My increasing concern here is that just as we’re gaining the ability to leverage and contextualize increasing amounts of multimodal data, especially critical for translational science, drug development organizations find themselves under enormous pressure to make studies as lean as possible. Short-term performance metrics (the vital signs intensively scrutinized by most companies) are relentlessly focused on efficiency – on how fast and cheaply a study is conducted.
The consequences of this emphasis – the missed opportunity to capture meaningful insight – is far more difficult to measure, and is appreciated (if at all) only far later in development.
To summarize, the short-term corporate incentives to drive efficiency tend to be more palpable than the incentives to resist them in favor of more extensive data collection. Presumably, if or when the value of richer data collection – and the pragmatic utility of and necessity for translational research and data – becomes more readily apparent, the balance might change, and measures viewed as optional today might become essential in the future.
Elusive search for “new normal” ways of working
Finally, a few thoughts on the “new normal.” Despite the efforts of most corporate leaders across most sectors of the economy to return employees to the office, many are still choosing hybrid work, and are coming to the office only sporadically.
The surprise, perhaps, is just how effective groups comprised of many hybrid workers seem to be. Teams are functioning, the work is getting done, and the employees are on balance happy with the arrangement — even if management continues to grumble.

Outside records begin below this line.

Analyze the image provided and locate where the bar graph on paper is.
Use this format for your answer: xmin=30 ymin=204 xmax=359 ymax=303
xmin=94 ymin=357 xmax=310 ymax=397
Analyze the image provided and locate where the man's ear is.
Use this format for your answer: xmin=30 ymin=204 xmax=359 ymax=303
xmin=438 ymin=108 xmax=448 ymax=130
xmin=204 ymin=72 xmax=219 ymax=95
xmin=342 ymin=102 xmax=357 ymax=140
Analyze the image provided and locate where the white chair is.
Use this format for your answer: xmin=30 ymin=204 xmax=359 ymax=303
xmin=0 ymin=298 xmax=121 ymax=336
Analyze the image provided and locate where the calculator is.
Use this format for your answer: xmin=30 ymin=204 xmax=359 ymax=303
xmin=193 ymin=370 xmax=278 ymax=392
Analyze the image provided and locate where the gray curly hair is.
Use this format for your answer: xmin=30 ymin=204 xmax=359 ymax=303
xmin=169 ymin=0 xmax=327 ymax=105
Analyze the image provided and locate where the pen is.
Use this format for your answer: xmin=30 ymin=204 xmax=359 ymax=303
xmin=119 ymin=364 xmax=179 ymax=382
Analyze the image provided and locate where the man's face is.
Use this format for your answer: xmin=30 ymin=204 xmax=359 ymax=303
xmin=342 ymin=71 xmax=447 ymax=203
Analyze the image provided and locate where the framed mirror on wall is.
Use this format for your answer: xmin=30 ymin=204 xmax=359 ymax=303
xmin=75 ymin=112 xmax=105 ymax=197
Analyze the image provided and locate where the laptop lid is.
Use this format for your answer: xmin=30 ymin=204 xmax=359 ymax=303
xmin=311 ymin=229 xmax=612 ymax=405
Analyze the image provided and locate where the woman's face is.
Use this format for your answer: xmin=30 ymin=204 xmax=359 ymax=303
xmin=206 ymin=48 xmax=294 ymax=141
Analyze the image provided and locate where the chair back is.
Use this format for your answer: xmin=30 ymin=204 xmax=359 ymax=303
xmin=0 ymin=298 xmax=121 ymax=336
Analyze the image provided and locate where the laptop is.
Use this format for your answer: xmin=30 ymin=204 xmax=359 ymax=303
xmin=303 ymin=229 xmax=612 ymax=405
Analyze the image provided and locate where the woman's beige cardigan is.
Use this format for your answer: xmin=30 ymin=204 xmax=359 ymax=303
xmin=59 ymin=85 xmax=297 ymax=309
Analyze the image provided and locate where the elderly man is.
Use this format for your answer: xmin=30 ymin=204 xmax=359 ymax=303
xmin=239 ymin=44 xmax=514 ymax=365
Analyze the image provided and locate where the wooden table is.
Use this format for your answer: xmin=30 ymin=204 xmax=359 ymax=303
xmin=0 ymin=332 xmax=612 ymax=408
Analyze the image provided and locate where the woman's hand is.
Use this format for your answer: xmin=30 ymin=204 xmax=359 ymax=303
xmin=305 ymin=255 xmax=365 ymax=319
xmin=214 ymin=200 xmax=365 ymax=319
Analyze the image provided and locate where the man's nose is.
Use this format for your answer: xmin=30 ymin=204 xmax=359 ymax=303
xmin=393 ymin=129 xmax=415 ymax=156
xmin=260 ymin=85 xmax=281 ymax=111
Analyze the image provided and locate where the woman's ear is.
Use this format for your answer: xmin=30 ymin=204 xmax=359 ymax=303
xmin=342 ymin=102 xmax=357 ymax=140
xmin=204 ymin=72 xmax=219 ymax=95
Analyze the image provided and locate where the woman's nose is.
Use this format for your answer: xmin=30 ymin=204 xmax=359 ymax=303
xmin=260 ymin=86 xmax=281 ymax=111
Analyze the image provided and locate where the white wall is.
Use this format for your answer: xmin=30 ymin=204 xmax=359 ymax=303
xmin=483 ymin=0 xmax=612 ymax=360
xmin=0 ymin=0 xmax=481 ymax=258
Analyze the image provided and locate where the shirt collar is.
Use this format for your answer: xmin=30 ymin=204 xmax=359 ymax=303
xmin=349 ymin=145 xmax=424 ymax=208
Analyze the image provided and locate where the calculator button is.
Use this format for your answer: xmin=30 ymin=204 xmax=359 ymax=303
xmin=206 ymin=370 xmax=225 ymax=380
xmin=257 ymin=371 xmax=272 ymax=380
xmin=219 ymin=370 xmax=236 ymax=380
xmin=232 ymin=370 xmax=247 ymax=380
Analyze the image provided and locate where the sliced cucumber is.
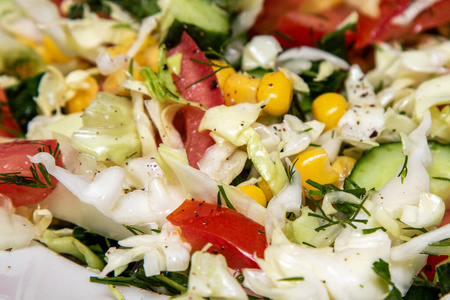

I was talking about this recently with a technology colleague, a long-time pharma industry veteran who only recently joined our company, and had actually started working remotely even before the pandemic.
My colleague emphasized – correctly, I think – how much everyone has learned about remote work during the pandemic. The combination of improved tools and extensive experience has enabled many employees to become phenomenally effective. Particularly when combined with occasional, high-value in-person team experiences, hybrid work seems like a promising alternative for many employees that seems here to stay.
Full disclosure — I remain a bit old-school here. As much as I dislike the commute and dread the Cambridge traffic each day, I still come to the office 4-5 days a week. I like running into people unexpectedly and serendipitously, and I appreciate the sense of place – however empty the place may often be.
When not driving my kids to and from school — moments I cherish — I use my time in the car to listen to podcasts and audiobooks, catch up with friends and family, and follow-up with colleagues at work. But could I use the hours I spend in bumper-to-bumper traffic more productively outside the confines of my automobile? I suspect the answer is yes.